What This Does Not Claim

    We have not shown:
  • That Spearman predicts missing links or out-of-sample data better in cross-species settings
  • That the gap threshold (what counts as "large"?) is precisely defined
  • That the within-domain / cross-domain distinction is the only factor driving the gap

The diagnostic interpretation is consistent with the data, but it is a hypothesis about the mechanism, not a validated theory.
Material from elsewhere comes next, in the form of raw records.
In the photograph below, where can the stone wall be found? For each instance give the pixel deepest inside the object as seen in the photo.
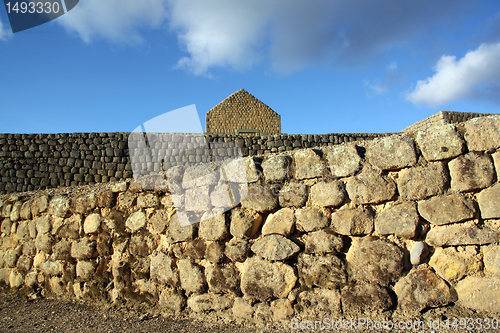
(399, 224)
(38, 161)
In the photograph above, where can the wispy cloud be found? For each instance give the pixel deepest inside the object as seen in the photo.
(476, 76)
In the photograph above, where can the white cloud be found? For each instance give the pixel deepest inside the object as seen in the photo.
(116, 20)
(473, 76)
(287, 34)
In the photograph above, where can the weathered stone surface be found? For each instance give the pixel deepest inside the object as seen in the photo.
(293, 195)
(85, 270)
(461, 234)
(363, 298)
(222, 279)
(245, 223)
(237, 249)
(479, 293)
(489, 202)
(84, 203)
(400, 220)
(370, 187)
(308, 164)
(59, 206)
(322, 242)
(252, 172)
(136, 221)
(213, 228)
(197, 199)
(206, 302)
(277, 168)
(191, 277)
(492, 260)
(353, 222)
(452, 265)
(260, 198)
(440, 143)
(419, 183)
(275, 248)
(311, 219)
(343, 160)
(163, 270)
(172, 300)
(282, 222)
(39, 205)
(321, 271)
(92, 223)
(421, 289)
(83, 248)
(374, 260)
(200, 175)
(470, 172)
(262, 279)
(447, 209)
(318, 303)
(43, 224)
(330, 194)
(482, 133)
(391, 153)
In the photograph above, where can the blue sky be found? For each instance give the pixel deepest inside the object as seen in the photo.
(326, 66)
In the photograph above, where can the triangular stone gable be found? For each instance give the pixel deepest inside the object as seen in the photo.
(242, 113)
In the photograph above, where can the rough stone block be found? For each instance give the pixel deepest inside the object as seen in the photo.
(343, 160)
(419, 183)
(489, 202)
(440, 143)
(391, 153)
(400, 220)
(330, 194)
(447, 209)
(470, 172)
(482, 133)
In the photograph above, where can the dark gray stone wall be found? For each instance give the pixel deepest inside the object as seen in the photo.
(38, 161)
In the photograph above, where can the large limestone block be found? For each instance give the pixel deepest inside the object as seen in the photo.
(370, 187)
(447, 209)
(318, 303)
(322, 242)
(461, 234)
(311, 219)
(482, 133)
(489, 202)
(245, 223)
(391, 153)
(191, 277)
(330, 194)
(421, 289)
(293, 195)
(282, 222)
(343, 160)
(277, 168)
(440, 143)
(353, 221)
(308, 164)
(479, 293)
(363, 298)
(470, 172)
(260, 198)
(162, 269)
(275, 248)
(401, 220)
(419, 183)
(262, 279)
(452, 265)
(321, 271)
(374, 260)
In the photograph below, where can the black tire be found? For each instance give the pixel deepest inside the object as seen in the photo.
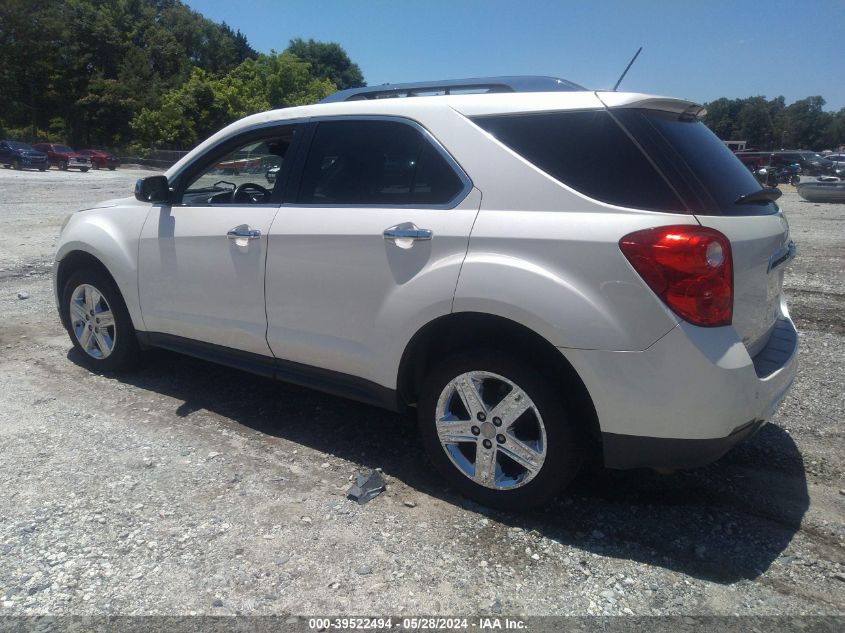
(126, 351)
(565, 446)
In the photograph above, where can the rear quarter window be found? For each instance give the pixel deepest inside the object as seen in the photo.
(589, 152)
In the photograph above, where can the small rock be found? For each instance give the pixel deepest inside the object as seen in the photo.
(608, 595)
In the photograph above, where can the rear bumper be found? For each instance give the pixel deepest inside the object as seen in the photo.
(690, 397)
(632, 451)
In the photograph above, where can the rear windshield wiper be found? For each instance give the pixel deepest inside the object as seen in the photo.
(769, 194)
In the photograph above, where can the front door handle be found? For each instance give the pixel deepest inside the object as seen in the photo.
(243, 232)
(407, 232)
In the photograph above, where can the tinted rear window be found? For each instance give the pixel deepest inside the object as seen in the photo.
(588, 151)
(699, 165)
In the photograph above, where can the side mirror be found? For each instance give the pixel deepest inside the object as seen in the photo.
(152, 189)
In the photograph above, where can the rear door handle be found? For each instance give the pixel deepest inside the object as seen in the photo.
(407, 232)
(243, 232)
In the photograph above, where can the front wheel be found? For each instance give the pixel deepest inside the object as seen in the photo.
(98, 322)
(498, 431)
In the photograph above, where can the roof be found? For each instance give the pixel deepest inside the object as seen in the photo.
(514, 83)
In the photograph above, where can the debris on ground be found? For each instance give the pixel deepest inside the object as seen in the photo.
(367, 486)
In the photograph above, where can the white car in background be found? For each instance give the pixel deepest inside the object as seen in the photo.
(543, 271)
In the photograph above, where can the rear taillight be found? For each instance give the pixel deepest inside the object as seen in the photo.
(689, 267)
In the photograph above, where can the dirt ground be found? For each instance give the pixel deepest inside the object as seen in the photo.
(191, 488)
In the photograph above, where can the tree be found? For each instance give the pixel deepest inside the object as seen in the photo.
(328, 61)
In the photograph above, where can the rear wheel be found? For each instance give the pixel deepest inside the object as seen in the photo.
(498, 431)
(98, 323)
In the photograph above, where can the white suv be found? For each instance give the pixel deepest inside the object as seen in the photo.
(542, 270)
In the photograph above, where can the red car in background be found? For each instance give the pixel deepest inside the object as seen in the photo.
(63, 156)
(100, 158)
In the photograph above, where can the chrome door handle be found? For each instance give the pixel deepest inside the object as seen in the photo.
(407, 232)
(243, 231)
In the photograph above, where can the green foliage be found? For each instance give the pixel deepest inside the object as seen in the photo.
(112, 72)
(328, 61)
(771, 124)
(205, 103)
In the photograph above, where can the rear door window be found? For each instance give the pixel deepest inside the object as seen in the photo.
(589, 152)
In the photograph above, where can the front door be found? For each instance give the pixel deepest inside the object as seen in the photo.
(202, 259)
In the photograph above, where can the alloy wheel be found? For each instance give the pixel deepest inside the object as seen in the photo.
(491, 430)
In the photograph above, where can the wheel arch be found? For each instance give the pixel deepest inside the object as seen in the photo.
(462, 331)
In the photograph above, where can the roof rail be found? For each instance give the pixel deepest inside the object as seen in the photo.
(526, 83)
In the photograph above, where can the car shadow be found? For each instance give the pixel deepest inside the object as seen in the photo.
(725, 522)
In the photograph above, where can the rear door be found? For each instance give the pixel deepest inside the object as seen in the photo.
(711, 181)
(368, 249)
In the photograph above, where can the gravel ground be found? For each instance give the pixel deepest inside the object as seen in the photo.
(192, 488)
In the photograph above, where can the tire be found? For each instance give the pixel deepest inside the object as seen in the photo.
(544, 426)
(124, 352)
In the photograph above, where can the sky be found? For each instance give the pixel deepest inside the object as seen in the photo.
(697, 51)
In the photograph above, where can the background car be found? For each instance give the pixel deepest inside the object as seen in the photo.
(20, 156)
(64, 157)
(100, 158)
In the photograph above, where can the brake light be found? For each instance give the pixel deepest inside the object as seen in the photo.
(689, 267)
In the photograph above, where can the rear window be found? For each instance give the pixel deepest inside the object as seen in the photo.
(706, 173)
(588, 151)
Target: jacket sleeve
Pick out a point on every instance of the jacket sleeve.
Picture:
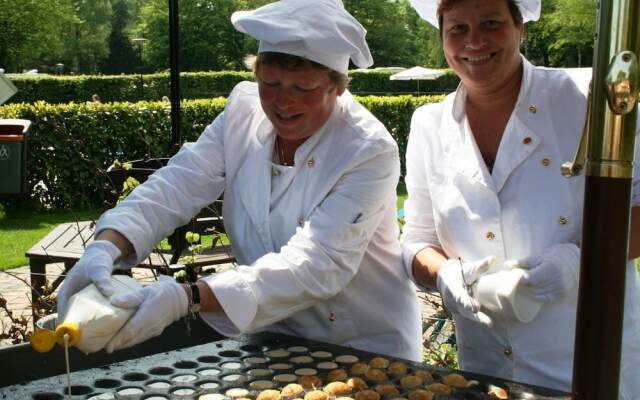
(193, 179)
(321, 258)
(419, 230)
Testing it properly would require: (1) a held-out prediction task where the two metrics give different rankings, and (2) showing that the metric with the larger value produces better predictions in the relevant setting.

Summary

    Across 45 cross-layer correlation measurements in 33 pre-registered experiments:
  • Pearson r is marginally higher on average (0.510 vs 0.463). Effect sizes are not systematically understated.
  • The Spearman-Pearson gap is not noise. Positive gaps correlate with cross-domain/cross-species settings; negative gaps correlate with within-domain settings.
  • The gap is a structural diagnostic: it reflects whether rank ordering or magnitude is the more stable property across the two layers being compared.
  • Report both. The gap itself carries information.